I am trying to evaluate this quantity where $\boldsymbol{r}$ is a position vector, and $t$ is time:
$\frac{1}{2}\frac{d}{dt}(\boldsymbol{r} \times d\boldsymbol{r})$
which is the area of a triangle I am trying to calculate. I have made the following attempt which I am unsure about
$\frac{d}{dt}(\boldsymbol{r} \times d\boldsymbol{r}) = (\frac{d\boldsymbol{r}}{dt} \times d\boldsymbol{r}) + (\boldsymbol{r} \times \frac{d\boldsymbol{r}}{dt})$
I understand that $d\boldsymbol{r}$ crossed with itself would equal zero, but is this necessarily true for the time derivative of $\boldsymbol{r}$ crossed with $d\boldsymbol{r}$?
This is related to Kepler's second law, where $\boldsymbol{r} \times d\boldsymbol{r}$ relates to an unknown area which is not necessarily a segment of an ellipse at this point. By my understanding the first equation should equal $\boldsymbol{r} \times \frac{d\boldsymbol{r}}{dt}$ which implies $\frac{d\boldsymbol{r}}{dt} \times d\boldsymbol{r}$ should be zero, but how can I justify this? I am also trying to argue this statement without the use of angular momentum, but please let me know if this is not possible.
I am also unsure if I would label the quantity $\boldsymbol{r} \times d\boldsymbol{r}$ as an area, $\boldsymbol{A}$ or an elemental area, $d\boldsymbol{A}$.

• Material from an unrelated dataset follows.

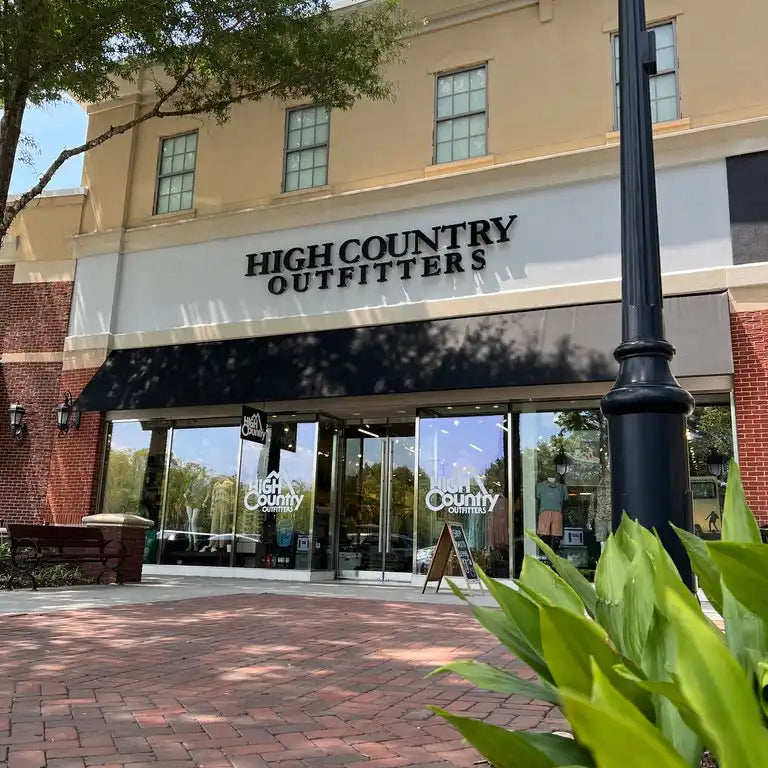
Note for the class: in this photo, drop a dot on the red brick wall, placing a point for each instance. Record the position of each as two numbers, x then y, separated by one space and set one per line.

Thank you and apologies if this has made its way to the wrong part of stackexchange.
Why $\frac{d\mathbf{r}}{dt} \times d\mathbf{r}$ equals $0$
First, we must remind ourselves that $d\mathbf{r}$ is a vector representing the change in position over some amount of time $dt$. It is clear that this change in position will be in the direction of the particle's velocity. In a sense, this is what defines the 'instantaneous' velocity: it is the change in position of a body divided by the infinitesimal change in time. This means that $\frac{d\mathbf{r}}{dt}$ and $d\mathbf{r}$ are trivially parallel; therefore, their cross product is $0$.
Angular momentum
To my knowledge, it is necessary to use angular momentum in some form in order to prove Kepler's Second Law. This is because it only holds true for orbits where there is no net torque, i.e., when angular momentum is conserved (in a system with no external torque, $\mathbf{L}$ is a constant vector). $$ \mathbf{L} = \mathbf{r} \times m\frac{d\mathbf{r}}{dt} \quad \Leftrightarrow \quad \frac{\mathbf{L}}{m} = \mathbf{r} \times \frac{d\mathbf{r}}{dt} \tag{I} $$
Using $A$ vs $dA$
As area is a scalar quantity, it makes sense to take the magnitudes of these vectors (although this is not necessary. If you prefer $\mathbf{A}$ and $d\mathbf{A}$, the mathematics below is only different in that the magnitude of vectors would not be taken.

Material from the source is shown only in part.